Años más tarde —en la que sería su última batalla, acaecida en la Torre del Sumo Sacerdote, bajo el frío de los días últimos de invierno—, aquellas palabras retornarían a Sturm mientras dormía. Aunque al despertar fue incapaz de sacarlas a la superficie del oscuro mundo de los sueños, ni tampoco pudo detenerse mucho a intentar recordarlas, pues en la víspera el comandante Derek había conducido a su tropa de caballeros a una masacre, y las horas que le quedaban estarían dedicadas a los preparativos para una defensa desesperada.
Pero las palabras fueron sencillas…
—Puedes elegir —dijo Vertumnus—. Hasta el final de esto y de cualquier cosa, puedes elegir
—Vivirá, ¿verdad, padre? —preguntó Jack anhelante.
Evanthe enlazó su brazo al del joven y lo besó, traviesa, posando sus pequeños labios en la parte posterior de su oreja.
—De un modo u otro, vivirá —declaró Vertumnus—. Si todo va bien, al cuidado de la señora. Ahora, canta, Evanthe.

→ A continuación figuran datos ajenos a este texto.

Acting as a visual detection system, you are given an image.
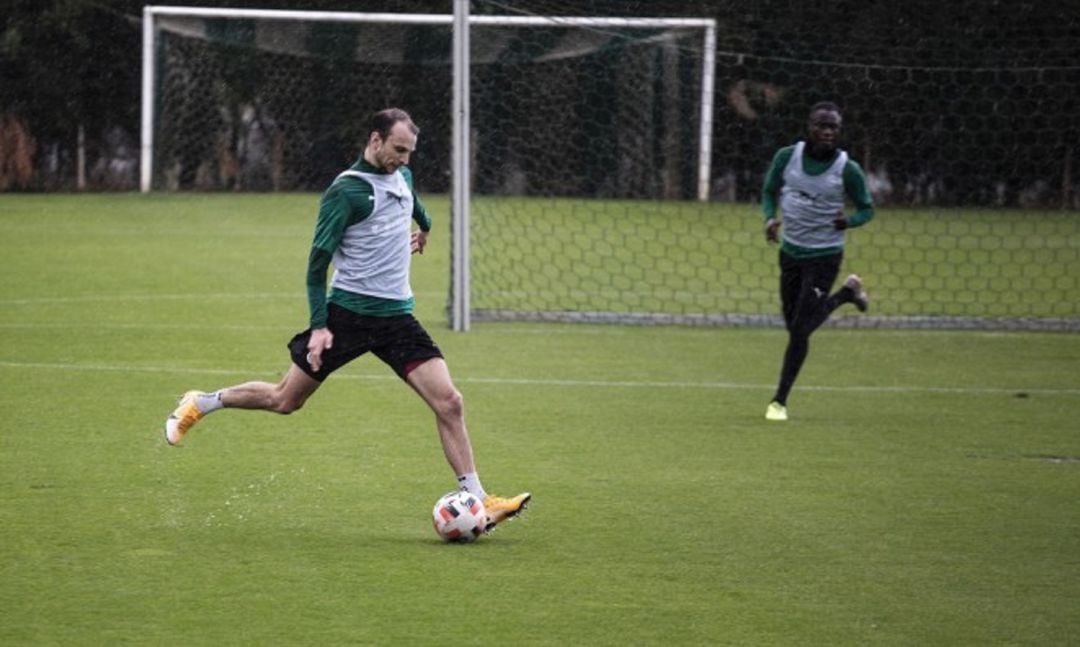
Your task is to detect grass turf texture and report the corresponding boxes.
[0,194,1080,645]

Diona, canta con tu hermana. Mientras llevamos al muchacho a Acebeda, cantad la canción del bosque. —Se volvió hacia su hijo con una expresión vehemente y picara—. Canta tú también, Jack. Tienes la bonita voz de tenor de tu padre, además de su habilidad con la espada. O deberías tenerlas, pues las suyas ya están declinando.
Jack sonrió y se encaramó al pescante de la carreta, dejando sus preocupaciones al pie del abrasado roble. En verdad fue una hermosa voz de tenor con la que comenzó la canción. La carreta se puso en marcha, con Jack a las riendas, y las ninfas, cada una montada a horcajadas en el cuello de los caballos, sumaron sus voces, dulce y sosegadamente, dejando que Jack llevara el peso de la canción.
Jack Derry cantó, y su padre lo acompañó con la flauta, que retozaba veloz sobre las notas y sobre los silencios entre las notas. Si Mara hubiese estado allí, habría reconocido de inmediato el modo de tocar de Vertumnus, pues la magia estaba en la compleja técnica que llenaba las pausas de la música, los espacios entre palabras. La carreta salió del claro, la fronda se cerró a su alrededor, y pronto todo fue silencio en el calvero y el estanque, a medida que el canto y el alegre e imaginativo sonido de la flauta se apagaban en la distancia.
En uno de los silencios entre versos, la espada de Sturm se soltó del árbol y cayó al suelo. La cicatriz que había hecho en la madera se cerró al instante, y las hojas brotaron en una maravillosa profusión en sus ramas. Cuando la música se reanudó, esta vez tenue, apenas audible, dos nudos del tronco se oscurecieron; luego se humedecieron y brillaron cuando el treant despertó y abrió de nuevo sus intemporales ojos.